Dokładnie, tak wysokie obroty mogą być spowodowane np nieszczelnym dolotem. Mieszanka jest źle dobierana i dzieją się cyrki.
-
czyli strzelamy w wymianę przepustnicy? a odnośnie czujników to które się kwalifikują?
-
Cytat:
Napisał
Kamciu86 czyli strzelamy w wymianę przepustnicy? a odnośnie czujników to które się kwalifikują?

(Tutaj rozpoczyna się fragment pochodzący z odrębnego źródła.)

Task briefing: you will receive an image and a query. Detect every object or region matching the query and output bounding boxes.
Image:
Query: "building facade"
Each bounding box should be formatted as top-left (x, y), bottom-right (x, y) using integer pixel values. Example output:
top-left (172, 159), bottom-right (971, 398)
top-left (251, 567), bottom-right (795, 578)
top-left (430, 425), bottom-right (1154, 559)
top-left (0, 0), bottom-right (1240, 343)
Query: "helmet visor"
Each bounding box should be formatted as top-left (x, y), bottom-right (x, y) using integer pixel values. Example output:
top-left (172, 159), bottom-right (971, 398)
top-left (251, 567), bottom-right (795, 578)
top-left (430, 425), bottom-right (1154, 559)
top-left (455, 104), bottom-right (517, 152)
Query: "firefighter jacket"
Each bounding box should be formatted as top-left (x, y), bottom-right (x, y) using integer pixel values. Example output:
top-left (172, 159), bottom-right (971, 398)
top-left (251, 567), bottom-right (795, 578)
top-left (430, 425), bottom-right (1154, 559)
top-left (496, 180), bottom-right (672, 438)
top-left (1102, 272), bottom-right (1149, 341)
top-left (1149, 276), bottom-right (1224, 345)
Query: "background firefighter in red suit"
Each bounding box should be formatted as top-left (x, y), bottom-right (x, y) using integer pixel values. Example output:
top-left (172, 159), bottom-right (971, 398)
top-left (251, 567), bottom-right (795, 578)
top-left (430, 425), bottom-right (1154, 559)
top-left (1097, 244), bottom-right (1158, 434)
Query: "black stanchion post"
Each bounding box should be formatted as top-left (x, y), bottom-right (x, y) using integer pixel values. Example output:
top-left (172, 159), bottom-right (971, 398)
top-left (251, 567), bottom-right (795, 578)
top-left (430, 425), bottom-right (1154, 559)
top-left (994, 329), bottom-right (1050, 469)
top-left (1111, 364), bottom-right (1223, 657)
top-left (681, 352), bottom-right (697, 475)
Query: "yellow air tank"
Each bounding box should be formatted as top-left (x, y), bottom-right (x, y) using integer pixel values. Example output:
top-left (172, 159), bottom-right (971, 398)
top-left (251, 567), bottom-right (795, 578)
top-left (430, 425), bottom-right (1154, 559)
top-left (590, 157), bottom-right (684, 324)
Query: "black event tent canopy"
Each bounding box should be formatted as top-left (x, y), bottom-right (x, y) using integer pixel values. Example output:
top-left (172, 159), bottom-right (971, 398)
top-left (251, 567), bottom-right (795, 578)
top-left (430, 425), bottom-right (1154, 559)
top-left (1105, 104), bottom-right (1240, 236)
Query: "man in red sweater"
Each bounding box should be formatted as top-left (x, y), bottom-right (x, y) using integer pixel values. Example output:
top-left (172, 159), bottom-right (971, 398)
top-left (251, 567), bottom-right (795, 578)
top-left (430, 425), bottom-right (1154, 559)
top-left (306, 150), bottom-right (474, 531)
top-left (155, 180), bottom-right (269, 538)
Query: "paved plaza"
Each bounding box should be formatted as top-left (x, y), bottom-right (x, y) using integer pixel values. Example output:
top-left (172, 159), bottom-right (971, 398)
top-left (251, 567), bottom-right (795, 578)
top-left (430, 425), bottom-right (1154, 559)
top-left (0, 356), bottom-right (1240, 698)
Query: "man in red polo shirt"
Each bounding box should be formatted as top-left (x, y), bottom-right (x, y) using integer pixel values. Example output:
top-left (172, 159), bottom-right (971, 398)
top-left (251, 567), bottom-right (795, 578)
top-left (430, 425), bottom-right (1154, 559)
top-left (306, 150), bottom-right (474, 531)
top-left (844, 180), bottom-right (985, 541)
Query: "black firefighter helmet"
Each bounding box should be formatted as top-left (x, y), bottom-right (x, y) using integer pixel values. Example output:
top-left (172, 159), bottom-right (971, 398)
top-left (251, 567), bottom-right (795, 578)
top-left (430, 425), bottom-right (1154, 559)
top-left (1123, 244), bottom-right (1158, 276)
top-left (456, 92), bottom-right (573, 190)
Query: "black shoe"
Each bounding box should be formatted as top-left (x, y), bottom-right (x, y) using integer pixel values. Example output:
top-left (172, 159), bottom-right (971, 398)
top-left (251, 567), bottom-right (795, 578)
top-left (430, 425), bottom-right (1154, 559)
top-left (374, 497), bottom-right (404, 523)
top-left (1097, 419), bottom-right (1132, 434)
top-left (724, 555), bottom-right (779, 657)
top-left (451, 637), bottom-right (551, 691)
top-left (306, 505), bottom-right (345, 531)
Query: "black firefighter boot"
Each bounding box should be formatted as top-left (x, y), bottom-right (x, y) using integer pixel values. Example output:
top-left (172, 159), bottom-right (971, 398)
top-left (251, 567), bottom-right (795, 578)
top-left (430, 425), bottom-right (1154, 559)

W nic nie strzelamy tylko szukamy przyczyny a potem wymieniamy. Oglądałeś świece?
-
te objawy nie ustąpiły po wymianie : świec, przewodów WN, silnika krokowego, sondy lambda, ECU (wymieniony na używany ale 100% sprawny), czujnika temp. silnika, czujnika temp. wody i chyba tyle.. A najważniejsze że to co się dzieje trwa cały czas :/
-
Ale Ty nie masz wymieniać świec tylko powiedzieć jak wygląda elektroda. Jaki ma kolor. Najlepiej zrób zdjęcie. Odpal silnik, niech troszkę pochodzi, zgaś, odczekaj aż ostygnie i wykręć świecę.
-
ale kolego te objawy nie ustąpiły po wymianie w/w części w tym świec więc nie rozumiem co wniesie w tym temacie wygląd świec
-
Jeżeli jesteś mądrzejszy to po co szukasz tu pomocy? Wniesie to, że na świecy będzie widać czy mieszanka paliwa jest zbyt uboga lub za bogata! Wymieniałeś kupę części a okaże się, że niepotrzebnie.
-
ok no sory .... Nie mam narazie możliwości sprawdzenia świec po odpaleniu auta bo to ... Nie odpala ... Masakra, próbowałem na kablach rozr. z sąsiadem i auto odpaliło po czym zgasło i już nie można go odpalić ... Nie wiem co robić, nie wiem co sprawdzić, samochód nie reaguje na podładowanie aku ani na odpalenie na kable. Przekręcam na odpalenie i rozrusznik ledwo co się odzywa (jak przy -20 mrozu) a co ciekawsze rano odpaliłem bez żadnych problemów.... Sąsiad twierdzi że samochód nie ma gdzieś masy (rozrusznik, alternator ?). Coraz bardziej zastanawiam się nad sprzedażą tego samochodu bo bardziej wtajemniczeni na tym forum wiedzą, ile już to auto mnie kosztowało (pracy, pieniędzy, cierpliwości, zdrowia, nerwów)...
-
Zapala się marchewa gdy kręcisz rozrusznikiem a auto nie chce odpalić?
-
Tak tak tak, zapalają się wszystkie ,,standardowe" kontrolki ( akumulator, olej, wtrysk, fiat code- po chwili gasnie).